Hello,
I’m trying to deploy temporal on Google Kubernetes Engine in Autopilot mode but am running into some issues. I’m new to Temporal, Kubernetes, and GKE, so apologies if these are obvious mistakes to make.
tl;dr I ran the command “helm install -f values/values.cloudsqlproxy.yaml temporaltest . --timeout 900s” and got the error:
Error: INSTALLATION FAILED: 1 error occurred:
* admission webhook "gkepolicy.common-webhooks.networking.gke.io" denied the request: GKE Warden rejected the request because it violates one or more constraints.
Violations details: {"[denied by autogke-disallow-privilege]":["container configure-sysctl is privileged; not allowed in Autopilot"]}
I’ll list all of the steps I took up to getting the error from “helm install” just in case it highlights issues with what I’m doing.
-
Create the temporal database in Cloud SQL
1a.
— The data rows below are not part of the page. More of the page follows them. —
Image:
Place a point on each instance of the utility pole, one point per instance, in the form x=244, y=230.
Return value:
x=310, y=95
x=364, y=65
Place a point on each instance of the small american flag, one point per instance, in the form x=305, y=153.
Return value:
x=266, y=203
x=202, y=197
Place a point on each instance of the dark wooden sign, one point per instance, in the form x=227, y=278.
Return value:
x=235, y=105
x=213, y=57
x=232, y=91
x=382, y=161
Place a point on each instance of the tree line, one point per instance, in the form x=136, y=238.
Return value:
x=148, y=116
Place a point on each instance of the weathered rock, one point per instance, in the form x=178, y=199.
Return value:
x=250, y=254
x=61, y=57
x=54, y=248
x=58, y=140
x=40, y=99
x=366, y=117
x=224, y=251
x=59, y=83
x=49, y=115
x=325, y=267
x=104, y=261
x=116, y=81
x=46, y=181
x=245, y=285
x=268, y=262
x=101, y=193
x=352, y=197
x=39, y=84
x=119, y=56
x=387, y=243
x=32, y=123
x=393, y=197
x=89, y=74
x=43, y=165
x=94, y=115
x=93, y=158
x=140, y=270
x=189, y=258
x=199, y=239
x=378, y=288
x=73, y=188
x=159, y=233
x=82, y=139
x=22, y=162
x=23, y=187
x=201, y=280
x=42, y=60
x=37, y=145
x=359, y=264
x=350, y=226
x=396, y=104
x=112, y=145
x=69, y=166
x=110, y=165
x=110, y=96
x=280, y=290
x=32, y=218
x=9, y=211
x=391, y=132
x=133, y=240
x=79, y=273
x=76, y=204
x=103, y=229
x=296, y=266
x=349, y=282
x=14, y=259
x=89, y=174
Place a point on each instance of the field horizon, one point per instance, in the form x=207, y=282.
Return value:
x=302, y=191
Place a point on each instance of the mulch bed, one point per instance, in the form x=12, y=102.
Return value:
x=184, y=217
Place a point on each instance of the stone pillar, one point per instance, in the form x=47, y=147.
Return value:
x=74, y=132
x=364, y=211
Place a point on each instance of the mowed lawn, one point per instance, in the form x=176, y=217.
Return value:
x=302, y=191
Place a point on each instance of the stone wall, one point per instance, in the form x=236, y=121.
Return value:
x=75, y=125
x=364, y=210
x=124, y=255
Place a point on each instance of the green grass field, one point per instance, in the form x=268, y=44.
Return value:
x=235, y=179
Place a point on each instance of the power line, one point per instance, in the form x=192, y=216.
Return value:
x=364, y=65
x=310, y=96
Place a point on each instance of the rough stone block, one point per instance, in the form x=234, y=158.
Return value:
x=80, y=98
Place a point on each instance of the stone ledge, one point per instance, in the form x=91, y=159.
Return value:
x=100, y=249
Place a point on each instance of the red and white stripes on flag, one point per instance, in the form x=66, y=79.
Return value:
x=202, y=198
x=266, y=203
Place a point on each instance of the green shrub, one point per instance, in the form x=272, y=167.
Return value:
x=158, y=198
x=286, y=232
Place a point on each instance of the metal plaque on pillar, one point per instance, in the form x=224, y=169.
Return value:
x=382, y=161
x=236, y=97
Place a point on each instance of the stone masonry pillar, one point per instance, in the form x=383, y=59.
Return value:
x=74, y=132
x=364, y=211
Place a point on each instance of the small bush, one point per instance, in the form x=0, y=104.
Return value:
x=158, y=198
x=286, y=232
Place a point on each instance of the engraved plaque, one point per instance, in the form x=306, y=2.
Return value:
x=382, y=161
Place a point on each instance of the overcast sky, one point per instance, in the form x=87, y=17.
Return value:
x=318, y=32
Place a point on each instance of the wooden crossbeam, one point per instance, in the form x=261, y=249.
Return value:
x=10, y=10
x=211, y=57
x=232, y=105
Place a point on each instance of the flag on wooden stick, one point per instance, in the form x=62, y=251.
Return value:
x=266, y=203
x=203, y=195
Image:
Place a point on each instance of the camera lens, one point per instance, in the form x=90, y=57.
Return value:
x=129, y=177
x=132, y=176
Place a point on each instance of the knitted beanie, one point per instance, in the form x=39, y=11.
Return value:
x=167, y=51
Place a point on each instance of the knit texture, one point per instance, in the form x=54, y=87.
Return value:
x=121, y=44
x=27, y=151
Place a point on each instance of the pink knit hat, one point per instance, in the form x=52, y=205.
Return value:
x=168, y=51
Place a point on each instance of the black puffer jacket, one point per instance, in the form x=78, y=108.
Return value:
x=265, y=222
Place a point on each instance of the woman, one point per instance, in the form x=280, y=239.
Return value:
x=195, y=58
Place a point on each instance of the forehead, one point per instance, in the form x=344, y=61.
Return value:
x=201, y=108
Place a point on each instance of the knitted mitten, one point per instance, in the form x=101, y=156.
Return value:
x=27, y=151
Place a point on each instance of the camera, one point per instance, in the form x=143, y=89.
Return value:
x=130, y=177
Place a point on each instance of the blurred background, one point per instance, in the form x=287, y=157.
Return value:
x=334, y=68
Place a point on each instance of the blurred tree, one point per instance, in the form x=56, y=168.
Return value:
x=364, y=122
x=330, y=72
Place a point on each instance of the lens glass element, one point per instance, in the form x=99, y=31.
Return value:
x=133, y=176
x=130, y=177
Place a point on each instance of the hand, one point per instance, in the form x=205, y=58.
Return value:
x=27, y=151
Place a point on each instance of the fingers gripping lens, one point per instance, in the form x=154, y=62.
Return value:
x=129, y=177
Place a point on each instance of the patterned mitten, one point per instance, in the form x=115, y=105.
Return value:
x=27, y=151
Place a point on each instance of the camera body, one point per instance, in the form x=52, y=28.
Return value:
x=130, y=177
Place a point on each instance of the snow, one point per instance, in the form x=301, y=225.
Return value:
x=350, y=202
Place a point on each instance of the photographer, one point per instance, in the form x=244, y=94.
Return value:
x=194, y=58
Create a Cloud SQL instance
- From the GCP Cloud SQL dashboard, I clicked “Create an instance.”
- I clicked “Choose MySQL”.
- I entered instance ID “temporal-test”.
- I entered a password.
- I selected MySQL 8.0 as the database version.
- Under Connections > Authorized networks, I clicked “Add a network”.
- I entered the name as “temporal-network”.
- I entered the network as “0.0.0.0/0” which will allow any IPv4 client to pass the network firewall (but they’ll still need credentials to connect).
- I clicked “Create instance”.
- Once the instance was created, I clicked on it and went to the “Connections” tab on the left.
- I went to the “Security” tab on top.
- Under “Manage client certificates”, I clicked “Create Client Certificate”.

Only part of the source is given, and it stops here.